Consider the latest crashing together of different government priorities and how this crashing negates the use of taxpayer wealth in the process. Specifically, the latest cross purpose example comes out of the recently passed Senate farm bill. Most of the following information comes from an article in the July 8, 2012 issue of Money News:
- The Federal government and every state government adds a multitude of taxes onto each pack of cigarettes that consumers buy in order to 1) collect taxes on each pack sold and 2) to discourage the purchase and use of cigarettes (not included in the Money News article).
The Federal government recently announced a new $54 million, 12-week TV ad campaign it will be airing to encourage smokers to give up the smoking habit.
- State level and Federal spending on anti-smoking efforts like this have topped $800 million in some years.
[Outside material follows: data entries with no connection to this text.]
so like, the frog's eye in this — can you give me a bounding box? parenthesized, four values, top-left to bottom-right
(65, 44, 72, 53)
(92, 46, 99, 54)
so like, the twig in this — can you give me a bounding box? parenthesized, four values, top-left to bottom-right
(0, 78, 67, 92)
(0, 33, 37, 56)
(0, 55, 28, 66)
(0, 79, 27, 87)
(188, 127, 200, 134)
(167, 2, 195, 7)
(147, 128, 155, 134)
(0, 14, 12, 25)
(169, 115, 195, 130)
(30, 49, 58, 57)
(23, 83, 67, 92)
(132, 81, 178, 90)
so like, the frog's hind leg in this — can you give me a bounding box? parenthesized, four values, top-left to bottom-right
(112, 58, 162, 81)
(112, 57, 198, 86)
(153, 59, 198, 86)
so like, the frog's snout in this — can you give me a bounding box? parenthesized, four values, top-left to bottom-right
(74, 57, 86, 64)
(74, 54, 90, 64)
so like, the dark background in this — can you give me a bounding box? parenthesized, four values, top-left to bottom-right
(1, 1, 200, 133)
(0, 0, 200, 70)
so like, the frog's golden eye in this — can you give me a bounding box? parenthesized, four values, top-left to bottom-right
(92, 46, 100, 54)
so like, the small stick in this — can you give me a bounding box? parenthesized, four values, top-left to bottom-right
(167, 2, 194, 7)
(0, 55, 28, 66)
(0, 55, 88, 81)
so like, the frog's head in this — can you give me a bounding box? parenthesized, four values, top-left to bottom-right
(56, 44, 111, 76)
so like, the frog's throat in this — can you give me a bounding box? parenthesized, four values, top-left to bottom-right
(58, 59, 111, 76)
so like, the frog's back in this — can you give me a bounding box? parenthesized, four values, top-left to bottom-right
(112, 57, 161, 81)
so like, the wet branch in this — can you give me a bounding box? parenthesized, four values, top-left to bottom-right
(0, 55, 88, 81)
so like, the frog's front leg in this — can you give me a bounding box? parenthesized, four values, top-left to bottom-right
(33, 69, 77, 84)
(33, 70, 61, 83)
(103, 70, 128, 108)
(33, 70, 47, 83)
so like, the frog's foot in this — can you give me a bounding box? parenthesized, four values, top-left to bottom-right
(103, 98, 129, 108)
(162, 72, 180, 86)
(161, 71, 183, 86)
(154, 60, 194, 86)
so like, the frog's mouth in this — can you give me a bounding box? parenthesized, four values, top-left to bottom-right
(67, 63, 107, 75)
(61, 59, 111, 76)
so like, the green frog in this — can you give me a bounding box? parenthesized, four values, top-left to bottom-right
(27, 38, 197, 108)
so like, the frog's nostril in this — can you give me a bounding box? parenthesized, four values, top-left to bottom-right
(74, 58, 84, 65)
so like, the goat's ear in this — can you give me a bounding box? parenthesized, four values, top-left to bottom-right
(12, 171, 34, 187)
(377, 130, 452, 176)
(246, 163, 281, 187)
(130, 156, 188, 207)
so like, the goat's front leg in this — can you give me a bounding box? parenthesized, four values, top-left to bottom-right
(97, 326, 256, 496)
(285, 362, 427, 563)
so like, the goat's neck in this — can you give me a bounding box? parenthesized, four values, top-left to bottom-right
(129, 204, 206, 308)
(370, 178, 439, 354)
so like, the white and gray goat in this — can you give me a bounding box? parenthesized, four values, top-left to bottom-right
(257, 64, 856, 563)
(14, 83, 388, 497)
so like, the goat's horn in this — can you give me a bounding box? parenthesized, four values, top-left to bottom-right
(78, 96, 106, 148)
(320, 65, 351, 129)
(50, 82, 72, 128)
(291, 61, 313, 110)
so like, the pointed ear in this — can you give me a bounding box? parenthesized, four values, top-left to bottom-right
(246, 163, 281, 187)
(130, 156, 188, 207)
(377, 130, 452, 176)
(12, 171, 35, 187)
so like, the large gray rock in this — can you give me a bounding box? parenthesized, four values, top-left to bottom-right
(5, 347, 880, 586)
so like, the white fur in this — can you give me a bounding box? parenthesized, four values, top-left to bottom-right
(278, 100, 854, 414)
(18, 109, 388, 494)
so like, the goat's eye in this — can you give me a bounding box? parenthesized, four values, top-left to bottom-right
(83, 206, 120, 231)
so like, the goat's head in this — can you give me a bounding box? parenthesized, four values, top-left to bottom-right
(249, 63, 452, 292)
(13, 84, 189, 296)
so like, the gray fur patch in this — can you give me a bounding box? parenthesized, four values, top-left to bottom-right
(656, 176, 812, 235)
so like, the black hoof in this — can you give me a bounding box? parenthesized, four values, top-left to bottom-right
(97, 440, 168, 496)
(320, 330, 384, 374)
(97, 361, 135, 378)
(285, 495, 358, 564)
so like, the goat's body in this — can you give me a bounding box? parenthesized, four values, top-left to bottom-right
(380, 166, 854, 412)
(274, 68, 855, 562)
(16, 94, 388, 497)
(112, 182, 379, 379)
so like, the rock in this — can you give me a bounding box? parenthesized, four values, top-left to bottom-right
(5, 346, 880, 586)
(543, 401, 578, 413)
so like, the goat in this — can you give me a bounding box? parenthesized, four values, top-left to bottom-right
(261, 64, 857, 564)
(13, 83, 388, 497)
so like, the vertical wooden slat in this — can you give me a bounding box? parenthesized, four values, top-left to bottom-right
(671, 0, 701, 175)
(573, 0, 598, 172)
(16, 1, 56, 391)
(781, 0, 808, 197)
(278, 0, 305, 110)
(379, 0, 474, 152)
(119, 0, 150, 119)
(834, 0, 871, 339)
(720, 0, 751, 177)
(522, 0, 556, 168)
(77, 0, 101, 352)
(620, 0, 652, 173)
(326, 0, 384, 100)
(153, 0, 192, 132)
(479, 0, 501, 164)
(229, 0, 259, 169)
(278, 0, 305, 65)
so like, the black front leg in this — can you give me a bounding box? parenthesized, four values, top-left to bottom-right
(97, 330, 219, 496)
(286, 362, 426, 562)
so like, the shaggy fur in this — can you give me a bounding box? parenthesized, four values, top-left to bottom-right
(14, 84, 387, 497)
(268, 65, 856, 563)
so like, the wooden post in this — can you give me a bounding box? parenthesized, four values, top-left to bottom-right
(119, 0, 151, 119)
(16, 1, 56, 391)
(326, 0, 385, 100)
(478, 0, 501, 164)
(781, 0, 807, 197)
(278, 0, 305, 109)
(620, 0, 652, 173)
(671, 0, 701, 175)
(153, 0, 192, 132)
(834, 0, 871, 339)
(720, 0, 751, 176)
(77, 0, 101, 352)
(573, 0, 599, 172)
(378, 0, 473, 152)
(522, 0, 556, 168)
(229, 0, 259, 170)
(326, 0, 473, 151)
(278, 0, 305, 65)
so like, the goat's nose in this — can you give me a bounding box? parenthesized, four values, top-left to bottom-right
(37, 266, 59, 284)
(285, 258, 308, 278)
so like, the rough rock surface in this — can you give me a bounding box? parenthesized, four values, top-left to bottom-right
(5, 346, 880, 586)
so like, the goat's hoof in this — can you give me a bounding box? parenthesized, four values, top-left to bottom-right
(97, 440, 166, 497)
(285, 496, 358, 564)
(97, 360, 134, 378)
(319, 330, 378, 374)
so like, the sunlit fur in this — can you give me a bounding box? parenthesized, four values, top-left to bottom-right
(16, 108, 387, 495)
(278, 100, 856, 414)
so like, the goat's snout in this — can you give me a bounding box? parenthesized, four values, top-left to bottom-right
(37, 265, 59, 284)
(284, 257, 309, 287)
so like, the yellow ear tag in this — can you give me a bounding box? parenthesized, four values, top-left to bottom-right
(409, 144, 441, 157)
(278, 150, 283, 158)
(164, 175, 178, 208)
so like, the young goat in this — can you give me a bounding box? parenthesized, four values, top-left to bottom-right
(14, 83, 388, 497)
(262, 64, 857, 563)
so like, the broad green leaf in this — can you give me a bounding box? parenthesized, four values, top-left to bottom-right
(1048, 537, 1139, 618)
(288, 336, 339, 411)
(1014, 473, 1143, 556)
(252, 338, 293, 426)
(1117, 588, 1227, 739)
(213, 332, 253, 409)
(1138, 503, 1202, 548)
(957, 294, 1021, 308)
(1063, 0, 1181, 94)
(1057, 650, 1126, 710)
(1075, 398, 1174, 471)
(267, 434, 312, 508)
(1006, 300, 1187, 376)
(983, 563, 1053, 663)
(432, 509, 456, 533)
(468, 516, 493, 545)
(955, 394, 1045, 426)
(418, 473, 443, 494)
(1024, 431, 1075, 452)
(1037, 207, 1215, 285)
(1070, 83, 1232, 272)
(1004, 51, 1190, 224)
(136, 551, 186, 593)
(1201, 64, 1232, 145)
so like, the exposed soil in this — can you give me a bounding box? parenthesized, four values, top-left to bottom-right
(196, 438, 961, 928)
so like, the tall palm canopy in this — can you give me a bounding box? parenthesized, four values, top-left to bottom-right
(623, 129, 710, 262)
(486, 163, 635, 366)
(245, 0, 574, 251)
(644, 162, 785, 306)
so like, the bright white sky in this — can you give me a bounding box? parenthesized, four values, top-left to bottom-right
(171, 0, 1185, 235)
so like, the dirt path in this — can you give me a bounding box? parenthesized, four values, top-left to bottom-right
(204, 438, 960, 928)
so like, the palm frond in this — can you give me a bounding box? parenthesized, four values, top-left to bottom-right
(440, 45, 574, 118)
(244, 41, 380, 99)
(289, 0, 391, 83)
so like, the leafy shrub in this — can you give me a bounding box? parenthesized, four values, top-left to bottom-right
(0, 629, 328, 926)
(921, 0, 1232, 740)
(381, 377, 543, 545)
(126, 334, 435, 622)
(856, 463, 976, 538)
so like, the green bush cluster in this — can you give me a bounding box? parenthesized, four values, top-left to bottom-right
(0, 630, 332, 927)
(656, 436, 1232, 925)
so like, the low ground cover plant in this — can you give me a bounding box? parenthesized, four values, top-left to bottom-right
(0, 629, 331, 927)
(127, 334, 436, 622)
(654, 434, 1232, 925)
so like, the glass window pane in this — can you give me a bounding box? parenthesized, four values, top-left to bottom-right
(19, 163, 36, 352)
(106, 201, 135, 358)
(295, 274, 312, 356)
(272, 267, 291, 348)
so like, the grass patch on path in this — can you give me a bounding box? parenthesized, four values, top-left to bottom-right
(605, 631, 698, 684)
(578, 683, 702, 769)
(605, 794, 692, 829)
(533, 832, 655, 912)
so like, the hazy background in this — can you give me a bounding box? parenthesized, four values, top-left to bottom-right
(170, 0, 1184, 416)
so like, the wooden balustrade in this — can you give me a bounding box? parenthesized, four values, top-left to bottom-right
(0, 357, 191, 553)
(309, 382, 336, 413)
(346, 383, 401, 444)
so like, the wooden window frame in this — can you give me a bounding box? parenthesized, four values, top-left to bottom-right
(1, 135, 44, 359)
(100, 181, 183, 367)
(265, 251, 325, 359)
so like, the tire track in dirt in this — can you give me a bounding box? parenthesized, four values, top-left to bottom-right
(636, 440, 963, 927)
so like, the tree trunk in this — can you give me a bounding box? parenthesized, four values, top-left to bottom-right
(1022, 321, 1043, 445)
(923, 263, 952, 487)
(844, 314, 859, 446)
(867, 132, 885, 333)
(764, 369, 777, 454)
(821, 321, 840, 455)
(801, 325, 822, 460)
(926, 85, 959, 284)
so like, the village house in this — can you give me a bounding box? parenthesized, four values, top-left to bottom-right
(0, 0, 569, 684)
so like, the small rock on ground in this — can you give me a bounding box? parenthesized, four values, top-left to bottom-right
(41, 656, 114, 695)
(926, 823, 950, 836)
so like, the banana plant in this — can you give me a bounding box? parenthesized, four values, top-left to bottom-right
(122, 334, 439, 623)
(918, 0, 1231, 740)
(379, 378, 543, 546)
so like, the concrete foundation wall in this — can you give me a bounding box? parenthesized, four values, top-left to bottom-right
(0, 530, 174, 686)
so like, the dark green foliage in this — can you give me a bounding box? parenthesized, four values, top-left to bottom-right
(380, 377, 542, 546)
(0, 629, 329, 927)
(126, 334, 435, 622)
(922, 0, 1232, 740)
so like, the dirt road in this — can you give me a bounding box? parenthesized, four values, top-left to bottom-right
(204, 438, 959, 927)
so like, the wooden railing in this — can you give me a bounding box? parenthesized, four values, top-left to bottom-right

- Which raises the question that if government entities want to discourage smoking, why does the latest Senate approved farm bill contain continued taxpayer financial support for the industry responsible for the product targeted by those anti-smoking ads, namely the tobacco farming industry?
- From 1995 through 2011, the Federal government has paid out $1.329 billion in subsidies for the tobacco industry. In 2011 alone, Federal taxpayers paid out over $190 million in tobacco subsidies to 58,350 recipients, according to analyses done by the Mercatus Center at George Mason University.
- North Carolina receives the largest share of the subsidies — 39.7% of the total or $528 million from 1995 through 2011 — followed by Kentucky at 28.7%. The taxpayer waste is not even spread out across a lot of states if only two states sop up almost 70% of the total subsidy.
- Smoking is a leading cause of disease and death in this country and is a prime driver in our problem with escalating health care costs. As a result, the Federal and state governments in this country spend taxpayer money, sometimes to the tune of $800 million a year, to discourage Americans from smoking. This is so important in one part of the Federal government that it is launching a $54 million television ad campaign to encourage people to stop smoking.
However, in the past seven years, the same people running these same government entities have also given away over $1.3 billion of taxpayer wealth to tobacco farmers to help them grow tobacco that leads to disease and death and contributes to our escalating health care costs.
Wouldn't this money have been better spent by either returning it to the American taxpayer, using it to fund lung cancer research, or to help treat victims of lung cancer, a cancer that is most often caused by tobacco smoking? These seems like better uses for over a billion dollars than giving it to tobacco farmers who grow a product that governments spend hundreds of millions of dollars a year to discourage people from using. Makes no sense.
But making no sense by our political class should not come as any surprise. They do it every day. How else to you explain the fact that these same politicians have overspent and incurred a national debt of almost $16 TRILLION without resolving a single major issue facing American families today: our public schools still fail to educate, we are still losing a war on drugs, our borders still leak, we still do not have a national energy policy, our health care costs continue to rise, our infrastructure continues to decay, etc.
There really is only one way to stop this insanity. We need to begin reducing Federal government spending by 10% a year for five years. Not only would this result in a tremendous relief to our national debt problem and spur our economy, it would force these politicians to focus on a much smaller set of priorities since they would have far less taxpayer money to spend and waste and divert their attention. With a smaller set of priorities, maybe, just maybe, they might resolve an issue or two.
Lord knows paying tobacco farmers to grow tobacco to be consumed by consumers that the Federal government wants to discourage consumers from consuming is not the right priority.